Tom Ward and Luke Parker’s Merrick the Sensational Elephant Man transforms Merrick from a gentle but stoic soul to a fantastic hero, a superhero you might say, with a story and abilities rather removed from the real world Merrick. With near unbreakable skin and superhuman strength Merrick stands up for justice, although he is naive and often subject to manipulation.
Masked and lurking on rooftops, Merrick is like a Victorian Batman. He lives in a world of occult danger. The masonic elements are reminiscent of Alan Moore’s From Hell but overall is closer to League of Extraordinary Gentlemen, with its collection of copyright free heroes. Indeed Merrick meets other characters from Victorian Penny Dreadful’s like Spring-Heeled Jack (a candidate for the first superhero.) There is also a ‘team-up’ issue alongside creator Corey Fryia with another indie hero in the Merrick and Crowe issue.

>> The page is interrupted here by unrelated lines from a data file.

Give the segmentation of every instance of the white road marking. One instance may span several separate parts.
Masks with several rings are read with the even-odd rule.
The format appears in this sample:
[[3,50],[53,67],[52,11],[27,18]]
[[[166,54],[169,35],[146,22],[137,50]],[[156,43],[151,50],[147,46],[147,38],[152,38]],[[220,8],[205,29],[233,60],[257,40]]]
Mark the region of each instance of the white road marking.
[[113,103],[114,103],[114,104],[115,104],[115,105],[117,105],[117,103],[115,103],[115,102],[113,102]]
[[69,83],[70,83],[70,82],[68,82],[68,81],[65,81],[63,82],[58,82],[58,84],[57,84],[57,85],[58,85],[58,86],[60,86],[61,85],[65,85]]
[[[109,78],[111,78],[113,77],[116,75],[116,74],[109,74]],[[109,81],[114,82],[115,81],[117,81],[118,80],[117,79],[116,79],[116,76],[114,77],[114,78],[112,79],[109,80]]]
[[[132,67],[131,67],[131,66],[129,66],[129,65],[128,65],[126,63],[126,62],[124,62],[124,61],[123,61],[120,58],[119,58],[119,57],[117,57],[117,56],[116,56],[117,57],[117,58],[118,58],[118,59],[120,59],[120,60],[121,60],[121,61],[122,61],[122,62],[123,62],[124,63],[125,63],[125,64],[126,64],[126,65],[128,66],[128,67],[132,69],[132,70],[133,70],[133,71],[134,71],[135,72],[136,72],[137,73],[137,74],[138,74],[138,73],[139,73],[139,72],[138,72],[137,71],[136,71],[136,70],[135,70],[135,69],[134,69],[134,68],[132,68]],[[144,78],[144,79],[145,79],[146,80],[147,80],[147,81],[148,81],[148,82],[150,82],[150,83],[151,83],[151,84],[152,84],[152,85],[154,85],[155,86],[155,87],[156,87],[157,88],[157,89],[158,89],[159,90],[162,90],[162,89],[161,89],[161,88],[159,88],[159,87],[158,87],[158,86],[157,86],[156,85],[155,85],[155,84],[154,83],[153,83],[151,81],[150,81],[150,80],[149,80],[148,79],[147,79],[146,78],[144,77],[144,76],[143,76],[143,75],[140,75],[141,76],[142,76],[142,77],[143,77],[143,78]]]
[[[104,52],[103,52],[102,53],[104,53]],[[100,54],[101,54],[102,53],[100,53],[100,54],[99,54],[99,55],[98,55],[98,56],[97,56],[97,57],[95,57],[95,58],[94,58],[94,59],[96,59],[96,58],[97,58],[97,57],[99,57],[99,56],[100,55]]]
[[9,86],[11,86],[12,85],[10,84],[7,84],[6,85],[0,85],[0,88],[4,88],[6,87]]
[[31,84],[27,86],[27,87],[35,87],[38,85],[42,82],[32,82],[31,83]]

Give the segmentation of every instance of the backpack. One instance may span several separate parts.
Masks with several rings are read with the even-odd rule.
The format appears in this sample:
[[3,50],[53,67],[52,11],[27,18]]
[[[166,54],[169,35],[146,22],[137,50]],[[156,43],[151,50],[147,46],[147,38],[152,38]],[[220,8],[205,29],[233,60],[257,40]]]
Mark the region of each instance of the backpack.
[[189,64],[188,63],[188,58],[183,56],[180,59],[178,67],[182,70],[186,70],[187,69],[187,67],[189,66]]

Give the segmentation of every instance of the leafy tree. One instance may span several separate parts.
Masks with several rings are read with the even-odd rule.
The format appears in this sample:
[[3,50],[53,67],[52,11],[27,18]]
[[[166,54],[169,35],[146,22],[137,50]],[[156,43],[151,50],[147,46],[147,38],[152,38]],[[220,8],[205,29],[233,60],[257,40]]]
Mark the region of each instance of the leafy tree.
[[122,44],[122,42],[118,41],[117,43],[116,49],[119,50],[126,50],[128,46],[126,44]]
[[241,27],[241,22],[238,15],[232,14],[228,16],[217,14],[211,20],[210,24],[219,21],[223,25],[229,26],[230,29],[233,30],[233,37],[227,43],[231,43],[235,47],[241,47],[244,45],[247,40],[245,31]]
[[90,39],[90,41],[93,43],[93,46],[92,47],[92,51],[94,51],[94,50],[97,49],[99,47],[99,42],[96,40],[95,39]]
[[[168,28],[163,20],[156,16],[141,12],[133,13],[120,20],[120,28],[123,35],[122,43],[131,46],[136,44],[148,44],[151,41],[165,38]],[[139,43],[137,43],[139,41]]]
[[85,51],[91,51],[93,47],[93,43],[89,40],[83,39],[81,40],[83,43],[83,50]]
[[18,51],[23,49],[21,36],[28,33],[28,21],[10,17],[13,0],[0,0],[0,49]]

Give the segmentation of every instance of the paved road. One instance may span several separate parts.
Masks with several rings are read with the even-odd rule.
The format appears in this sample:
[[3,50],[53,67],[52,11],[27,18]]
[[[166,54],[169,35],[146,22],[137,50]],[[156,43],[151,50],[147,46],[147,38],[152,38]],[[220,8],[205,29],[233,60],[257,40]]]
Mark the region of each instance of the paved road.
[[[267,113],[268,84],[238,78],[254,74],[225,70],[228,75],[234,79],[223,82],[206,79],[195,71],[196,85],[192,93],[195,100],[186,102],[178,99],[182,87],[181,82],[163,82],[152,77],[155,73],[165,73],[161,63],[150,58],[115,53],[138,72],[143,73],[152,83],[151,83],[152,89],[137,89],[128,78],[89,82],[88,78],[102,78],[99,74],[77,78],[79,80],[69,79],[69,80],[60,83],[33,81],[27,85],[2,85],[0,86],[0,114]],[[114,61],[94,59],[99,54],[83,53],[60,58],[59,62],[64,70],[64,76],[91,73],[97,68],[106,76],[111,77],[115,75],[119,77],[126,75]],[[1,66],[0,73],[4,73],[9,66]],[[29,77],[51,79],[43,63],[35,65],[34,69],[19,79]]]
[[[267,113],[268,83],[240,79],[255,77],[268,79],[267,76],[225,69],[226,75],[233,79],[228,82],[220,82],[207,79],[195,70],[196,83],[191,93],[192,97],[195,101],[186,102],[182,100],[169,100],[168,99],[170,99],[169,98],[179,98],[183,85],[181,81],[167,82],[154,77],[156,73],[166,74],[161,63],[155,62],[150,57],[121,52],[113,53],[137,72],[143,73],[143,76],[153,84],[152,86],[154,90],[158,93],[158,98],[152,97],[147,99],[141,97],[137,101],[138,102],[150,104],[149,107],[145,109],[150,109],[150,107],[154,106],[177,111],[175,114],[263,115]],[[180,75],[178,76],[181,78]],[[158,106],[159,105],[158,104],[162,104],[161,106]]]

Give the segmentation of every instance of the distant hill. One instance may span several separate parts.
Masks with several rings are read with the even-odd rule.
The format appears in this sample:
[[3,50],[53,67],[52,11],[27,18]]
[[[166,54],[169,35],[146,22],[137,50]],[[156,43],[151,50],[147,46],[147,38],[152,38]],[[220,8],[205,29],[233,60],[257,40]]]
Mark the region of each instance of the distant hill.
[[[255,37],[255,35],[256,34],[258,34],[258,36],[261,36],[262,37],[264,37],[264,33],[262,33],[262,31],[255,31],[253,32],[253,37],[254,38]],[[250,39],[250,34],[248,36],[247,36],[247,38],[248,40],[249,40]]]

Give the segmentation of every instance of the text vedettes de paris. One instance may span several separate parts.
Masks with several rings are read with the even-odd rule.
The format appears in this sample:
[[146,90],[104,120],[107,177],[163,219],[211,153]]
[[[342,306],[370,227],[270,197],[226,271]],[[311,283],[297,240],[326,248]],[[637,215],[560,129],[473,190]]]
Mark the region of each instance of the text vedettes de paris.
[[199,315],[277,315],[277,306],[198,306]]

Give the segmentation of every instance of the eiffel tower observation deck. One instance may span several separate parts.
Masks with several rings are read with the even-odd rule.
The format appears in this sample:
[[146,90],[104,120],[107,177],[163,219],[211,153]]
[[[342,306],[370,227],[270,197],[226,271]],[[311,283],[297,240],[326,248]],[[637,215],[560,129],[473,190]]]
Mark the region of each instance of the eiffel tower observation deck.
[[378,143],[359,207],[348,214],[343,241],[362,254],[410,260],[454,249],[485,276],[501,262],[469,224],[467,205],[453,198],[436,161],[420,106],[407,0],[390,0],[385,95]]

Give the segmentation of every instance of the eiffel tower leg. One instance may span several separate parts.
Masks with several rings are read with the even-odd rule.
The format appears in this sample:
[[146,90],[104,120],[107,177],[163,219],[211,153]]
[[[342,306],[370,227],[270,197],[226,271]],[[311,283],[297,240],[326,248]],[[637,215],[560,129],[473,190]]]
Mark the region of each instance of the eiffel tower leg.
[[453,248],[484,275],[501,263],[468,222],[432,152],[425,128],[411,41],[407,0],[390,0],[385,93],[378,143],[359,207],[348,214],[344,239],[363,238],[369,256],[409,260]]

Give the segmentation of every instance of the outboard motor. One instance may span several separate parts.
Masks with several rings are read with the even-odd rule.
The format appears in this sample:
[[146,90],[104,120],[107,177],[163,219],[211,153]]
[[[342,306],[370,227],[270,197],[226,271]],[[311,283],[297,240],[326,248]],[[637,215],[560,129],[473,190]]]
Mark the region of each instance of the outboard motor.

That issue along with two other story arcs from issues 5-8 of the book are included in a new Kickstarter for the second collected volume of the comic. I think the book really starts to hit its stride in these arcs. The character of Merrick is developed beyond the bits and pieces we know from history. The adventures are wilder and more imaginative.
A point of reference for Merrick is certainly Mike Mignola’s work on Hellboy and BPRD. Some of the same diabolical themes are present alongside a pulp sensitivity. Luke Parker’s art style also ties into this overall feel.
The dark streets of Victorian London and the murky cellars where fiendish plots are hatched are depicted in a crepuscular palette with shades of violet and sepia. There is also a visual hint of Steve Ditko’s Dr Strange in the magical and otherworldly occult elements of the book, especially when it veers into H.P. Lovecraft territory.
The lettering from Micah Myers adds to the pulp style of the book and there is some really nice work on both logos and sound effects.
Merrick is an entertaining read which gets better as the story unfolds. Some of the early issues didn’t always succeed in bringing a Victorian feel, with contemporary words and Americanisms slipping into the dialogue. But these problems are largely overcome in these later issues. The concept and art are of a very professional standard and the current Kickstarter, which also offers the first compiled volume, provides a good chance to get on board with the book and discover violent Victorian values.